Bordei Park () is a park in Sector 1  of Bucharest, in the northern part of the city.

The terrain where the Bordei Park stands (which included the Bordei Lake and amounted to 0.13 km²) was bought by the Bucharest Municipality from the Marmorosch Blank Bank in 1932 for a price of 16 million lei ($110,000 at the time). The park was officially opened in 1938 by King Carol II of Romania.
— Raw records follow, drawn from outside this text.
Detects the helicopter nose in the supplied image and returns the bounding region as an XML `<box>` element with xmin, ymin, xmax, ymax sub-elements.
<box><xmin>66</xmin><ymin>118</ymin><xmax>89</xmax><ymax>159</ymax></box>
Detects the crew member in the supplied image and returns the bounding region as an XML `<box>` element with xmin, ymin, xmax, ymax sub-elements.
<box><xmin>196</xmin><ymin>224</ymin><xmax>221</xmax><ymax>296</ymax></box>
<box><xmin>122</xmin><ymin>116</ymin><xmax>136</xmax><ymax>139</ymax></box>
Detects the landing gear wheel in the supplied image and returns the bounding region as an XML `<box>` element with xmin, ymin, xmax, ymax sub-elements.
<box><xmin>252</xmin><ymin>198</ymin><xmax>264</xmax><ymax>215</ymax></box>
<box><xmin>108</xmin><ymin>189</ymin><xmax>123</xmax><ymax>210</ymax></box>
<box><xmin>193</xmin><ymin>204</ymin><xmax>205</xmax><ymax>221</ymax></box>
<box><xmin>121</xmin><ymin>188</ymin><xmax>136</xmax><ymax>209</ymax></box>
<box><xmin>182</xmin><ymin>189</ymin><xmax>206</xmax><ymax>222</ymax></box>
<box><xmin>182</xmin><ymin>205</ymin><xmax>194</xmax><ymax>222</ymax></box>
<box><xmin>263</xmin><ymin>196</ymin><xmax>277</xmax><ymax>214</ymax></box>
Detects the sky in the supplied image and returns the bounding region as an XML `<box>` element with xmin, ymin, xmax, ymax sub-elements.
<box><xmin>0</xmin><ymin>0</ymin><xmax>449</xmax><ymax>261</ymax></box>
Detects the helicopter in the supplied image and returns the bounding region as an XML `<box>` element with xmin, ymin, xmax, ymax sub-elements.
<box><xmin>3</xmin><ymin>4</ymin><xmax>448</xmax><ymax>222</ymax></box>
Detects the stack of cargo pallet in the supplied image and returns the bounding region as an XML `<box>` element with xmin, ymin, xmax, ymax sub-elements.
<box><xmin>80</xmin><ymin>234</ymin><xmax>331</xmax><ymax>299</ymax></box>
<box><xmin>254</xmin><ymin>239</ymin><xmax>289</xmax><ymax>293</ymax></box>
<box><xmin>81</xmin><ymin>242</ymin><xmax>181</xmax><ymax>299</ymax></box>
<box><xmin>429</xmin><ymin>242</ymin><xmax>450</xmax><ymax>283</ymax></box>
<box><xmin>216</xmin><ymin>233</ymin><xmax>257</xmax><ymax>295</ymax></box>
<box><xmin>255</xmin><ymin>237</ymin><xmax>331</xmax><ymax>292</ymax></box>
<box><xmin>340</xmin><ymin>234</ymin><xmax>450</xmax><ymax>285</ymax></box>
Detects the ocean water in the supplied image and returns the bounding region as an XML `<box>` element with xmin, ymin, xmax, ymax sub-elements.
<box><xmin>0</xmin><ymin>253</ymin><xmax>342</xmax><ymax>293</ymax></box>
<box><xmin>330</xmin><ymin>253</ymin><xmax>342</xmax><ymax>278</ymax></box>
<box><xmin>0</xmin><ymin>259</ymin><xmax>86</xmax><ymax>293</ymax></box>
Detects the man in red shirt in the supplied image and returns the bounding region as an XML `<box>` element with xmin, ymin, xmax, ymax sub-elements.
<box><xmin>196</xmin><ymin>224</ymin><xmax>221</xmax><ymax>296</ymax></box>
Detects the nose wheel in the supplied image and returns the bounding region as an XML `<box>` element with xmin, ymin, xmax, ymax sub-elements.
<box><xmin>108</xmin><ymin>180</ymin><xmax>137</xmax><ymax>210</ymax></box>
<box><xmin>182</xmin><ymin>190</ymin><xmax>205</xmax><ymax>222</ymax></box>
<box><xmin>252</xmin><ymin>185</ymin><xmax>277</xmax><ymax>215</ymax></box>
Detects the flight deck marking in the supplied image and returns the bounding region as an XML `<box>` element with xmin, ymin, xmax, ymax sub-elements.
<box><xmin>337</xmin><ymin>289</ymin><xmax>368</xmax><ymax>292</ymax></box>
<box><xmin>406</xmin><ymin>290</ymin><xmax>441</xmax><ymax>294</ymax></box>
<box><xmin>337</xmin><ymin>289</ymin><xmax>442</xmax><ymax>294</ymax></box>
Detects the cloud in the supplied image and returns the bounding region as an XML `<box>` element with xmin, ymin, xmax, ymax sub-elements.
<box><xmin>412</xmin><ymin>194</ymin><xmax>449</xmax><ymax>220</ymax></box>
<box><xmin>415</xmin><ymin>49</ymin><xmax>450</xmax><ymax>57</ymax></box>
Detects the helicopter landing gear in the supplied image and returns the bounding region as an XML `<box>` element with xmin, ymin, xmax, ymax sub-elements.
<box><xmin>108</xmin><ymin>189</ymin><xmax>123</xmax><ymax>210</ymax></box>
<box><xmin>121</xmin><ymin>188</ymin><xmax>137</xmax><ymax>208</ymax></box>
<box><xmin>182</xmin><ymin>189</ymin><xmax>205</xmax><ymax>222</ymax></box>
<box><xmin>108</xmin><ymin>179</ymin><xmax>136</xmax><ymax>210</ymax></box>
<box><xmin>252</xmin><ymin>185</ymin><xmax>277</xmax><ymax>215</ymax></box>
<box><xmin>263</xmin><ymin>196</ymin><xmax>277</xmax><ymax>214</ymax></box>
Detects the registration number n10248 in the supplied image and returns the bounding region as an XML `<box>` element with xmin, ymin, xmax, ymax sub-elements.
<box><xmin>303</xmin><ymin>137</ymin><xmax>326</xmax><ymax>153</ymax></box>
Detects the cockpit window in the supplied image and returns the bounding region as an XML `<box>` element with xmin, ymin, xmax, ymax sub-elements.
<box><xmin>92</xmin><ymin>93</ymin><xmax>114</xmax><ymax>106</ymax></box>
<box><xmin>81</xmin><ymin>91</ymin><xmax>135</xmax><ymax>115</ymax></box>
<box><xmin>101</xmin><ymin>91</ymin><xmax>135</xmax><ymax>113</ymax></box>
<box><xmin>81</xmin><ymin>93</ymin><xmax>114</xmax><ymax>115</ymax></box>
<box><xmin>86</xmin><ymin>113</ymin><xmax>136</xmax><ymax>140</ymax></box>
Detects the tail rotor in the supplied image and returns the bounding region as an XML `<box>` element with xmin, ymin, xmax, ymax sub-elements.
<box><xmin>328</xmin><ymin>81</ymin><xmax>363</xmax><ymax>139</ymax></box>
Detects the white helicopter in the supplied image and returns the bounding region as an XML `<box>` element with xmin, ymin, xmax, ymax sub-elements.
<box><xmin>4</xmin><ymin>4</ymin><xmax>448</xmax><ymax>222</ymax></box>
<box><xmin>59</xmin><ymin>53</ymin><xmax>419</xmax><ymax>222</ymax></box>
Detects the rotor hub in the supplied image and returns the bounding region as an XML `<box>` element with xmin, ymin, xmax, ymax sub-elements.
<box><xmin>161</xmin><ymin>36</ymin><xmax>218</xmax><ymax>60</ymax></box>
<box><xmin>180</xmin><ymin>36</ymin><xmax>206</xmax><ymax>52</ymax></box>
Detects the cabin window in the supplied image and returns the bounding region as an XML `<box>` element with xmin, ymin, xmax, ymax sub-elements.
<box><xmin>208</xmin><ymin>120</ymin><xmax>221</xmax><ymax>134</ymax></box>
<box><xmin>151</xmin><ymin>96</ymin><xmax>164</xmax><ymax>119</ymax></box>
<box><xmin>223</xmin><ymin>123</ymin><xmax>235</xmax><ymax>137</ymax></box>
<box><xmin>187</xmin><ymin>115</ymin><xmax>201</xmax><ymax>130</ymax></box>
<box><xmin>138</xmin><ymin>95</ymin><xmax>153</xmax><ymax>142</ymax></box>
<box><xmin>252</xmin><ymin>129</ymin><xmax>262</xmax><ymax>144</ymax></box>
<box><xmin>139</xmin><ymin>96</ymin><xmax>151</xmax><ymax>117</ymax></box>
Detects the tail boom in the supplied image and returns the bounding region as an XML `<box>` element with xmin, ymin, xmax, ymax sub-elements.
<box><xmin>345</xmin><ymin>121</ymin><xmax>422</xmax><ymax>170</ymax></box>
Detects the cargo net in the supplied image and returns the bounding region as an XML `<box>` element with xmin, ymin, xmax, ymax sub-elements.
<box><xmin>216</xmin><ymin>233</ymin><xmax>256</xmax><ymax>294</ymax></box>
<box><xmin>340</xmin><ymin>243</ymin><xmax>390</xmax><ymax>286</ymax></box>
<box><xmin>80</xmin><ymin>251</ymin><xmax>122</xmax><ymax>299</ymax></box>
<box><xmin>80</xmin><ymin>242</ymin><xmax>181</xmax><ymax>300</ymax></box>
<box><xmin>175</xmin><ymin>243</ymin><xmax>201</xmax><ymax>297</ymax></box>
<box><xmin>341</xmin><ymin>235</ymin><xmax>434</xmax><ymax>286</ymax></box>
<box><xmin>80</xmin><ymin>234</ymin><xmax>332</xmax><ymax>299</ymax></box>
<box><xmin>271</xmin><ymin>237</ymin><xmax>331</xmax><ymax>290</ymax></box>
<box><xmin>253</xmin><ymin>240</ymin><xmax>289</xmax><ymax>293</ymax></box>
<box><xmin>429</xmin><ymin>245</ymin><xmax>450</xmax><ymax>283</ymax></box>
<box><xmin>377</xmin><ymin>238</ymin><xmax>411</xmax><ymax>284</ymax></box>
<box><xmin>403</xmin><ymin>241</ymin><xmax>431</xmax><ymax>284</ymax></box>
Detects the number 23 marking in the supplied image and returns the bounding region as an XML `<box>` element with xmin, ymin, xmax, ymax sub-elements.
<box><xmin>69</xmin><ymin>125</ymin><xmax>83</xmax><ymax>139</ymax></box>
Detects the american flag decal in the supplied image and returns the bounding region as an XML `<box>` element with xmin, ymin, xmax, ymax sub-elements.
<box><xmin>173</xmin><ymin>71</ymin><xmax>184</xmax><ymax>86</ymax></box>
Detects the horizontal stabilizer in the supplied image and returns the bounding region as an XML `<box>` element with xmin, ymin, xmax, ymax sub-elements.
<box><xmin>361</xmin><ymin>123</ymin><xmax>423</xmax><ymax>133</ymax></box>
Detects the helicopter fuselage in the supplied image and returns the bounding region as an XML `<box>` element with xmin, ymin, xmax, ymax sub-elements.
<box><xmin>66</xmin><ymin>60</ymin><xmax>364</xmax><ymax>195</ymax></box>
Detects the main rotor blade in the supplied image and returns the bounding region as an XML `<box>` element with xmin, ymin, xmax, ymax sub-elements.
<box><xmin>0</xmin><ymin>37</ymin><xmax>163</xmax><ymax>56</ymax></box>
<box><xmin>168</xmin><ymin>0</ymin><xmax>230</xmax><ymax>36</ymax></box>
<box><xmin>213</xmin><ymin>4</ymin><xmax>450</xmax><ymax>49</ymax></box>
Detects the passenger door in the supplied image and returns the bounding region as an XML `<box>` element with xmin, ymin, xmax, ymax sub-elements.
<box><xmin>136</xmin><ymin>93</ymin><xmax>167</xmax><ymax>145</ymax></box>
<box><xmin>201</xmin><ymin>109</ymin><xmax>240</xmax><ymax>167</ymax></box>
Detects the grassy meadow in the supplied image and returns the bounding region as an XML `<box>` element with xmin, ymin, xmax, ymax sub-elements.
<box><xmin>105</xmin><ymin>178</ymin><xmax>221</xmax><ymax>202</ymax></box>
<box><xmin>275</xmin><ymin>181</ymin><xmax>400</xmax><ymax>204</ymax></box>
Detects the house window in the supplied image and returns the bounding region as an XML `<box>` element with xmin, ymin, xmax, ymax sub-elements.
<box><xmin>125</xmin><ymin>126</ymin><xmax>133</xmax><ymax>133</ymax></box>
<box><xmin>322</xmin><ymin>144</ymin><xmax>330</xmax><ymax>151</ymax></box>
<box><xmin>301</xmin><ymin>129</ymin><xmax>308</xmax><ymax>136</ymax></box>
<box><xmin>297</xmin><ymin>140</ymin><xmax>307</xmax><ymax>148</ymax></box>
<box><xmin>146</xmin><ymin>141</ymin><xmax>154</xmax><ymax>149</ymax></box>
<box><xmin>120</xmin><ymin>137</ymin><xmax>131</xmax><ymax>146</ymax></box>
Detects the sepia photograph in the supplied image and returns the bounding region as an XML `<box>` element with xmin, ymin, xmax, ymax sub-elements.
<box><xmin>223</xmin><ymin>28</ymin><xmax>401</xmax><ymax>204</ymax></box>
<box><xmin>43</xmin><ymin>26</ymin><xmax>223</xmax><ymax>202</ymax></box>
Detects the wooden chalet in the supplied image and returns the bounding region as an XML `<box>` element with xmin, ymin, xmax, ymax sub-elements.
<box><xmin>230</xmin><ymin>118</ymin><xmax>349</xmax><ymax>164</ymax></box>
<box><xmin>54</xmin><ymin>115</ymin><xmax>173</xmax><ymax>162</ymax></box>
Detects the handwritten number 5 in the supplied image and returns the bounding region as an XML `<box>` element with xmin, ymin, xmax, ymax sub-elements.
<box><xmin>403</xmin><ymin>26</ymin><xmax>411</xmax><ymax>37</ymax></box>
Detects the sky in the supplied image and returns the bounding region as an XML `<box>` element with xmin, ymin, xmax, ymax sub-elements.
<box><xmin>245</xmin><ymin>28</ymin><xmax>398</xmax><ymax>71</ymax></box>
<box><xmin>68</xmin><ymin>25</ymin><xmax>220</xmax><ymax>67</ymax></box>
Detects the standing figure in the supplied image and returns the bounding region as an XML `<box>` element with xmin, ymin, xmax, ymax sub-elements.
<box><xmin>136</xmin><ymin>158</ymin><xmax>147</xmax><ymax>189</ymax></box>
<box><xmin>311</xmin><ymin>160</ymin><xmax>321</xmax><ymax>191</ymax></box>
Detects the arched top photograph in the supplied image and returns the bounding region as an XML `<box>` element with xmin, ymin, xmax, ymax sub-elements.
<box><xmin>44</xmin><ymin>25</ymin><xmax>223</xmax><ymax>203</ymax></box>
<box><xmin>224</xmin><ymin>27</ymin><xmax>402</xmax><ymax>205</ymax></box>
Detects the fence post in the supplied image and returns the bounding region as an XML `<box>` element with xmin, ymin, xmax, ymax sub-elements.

In June 2007, senator Marius Marinescu forwarded to the Standing Bureau of the Senate a legislative proposal concerning the declaration of public property of Costică Constanda's plot of land, located in Bordei Park, Bucharest. Along with the founder of the law Marius Marinescu, signed as co-founders, senators Ion Iliescu, former president of Romania, Nicolae Văcăroiu, former prime-minister of Romania and at the time president of the Senate. One year later the legislative proposal was also adopted by the Chamber of Deputies, received the green light from the president of Romania, and got published in the Official Gazette of Romania, thus becoming Law #170/2008, regarding the acknowledgement of public utility of Bordei Park.

The area of the park was public property until September 2003, when the General Council of Bucharest changed the status of the terrain to private property of the municipality and then gave the terrain to Costică Constanda, an entrepreneur who intends to build houses on it.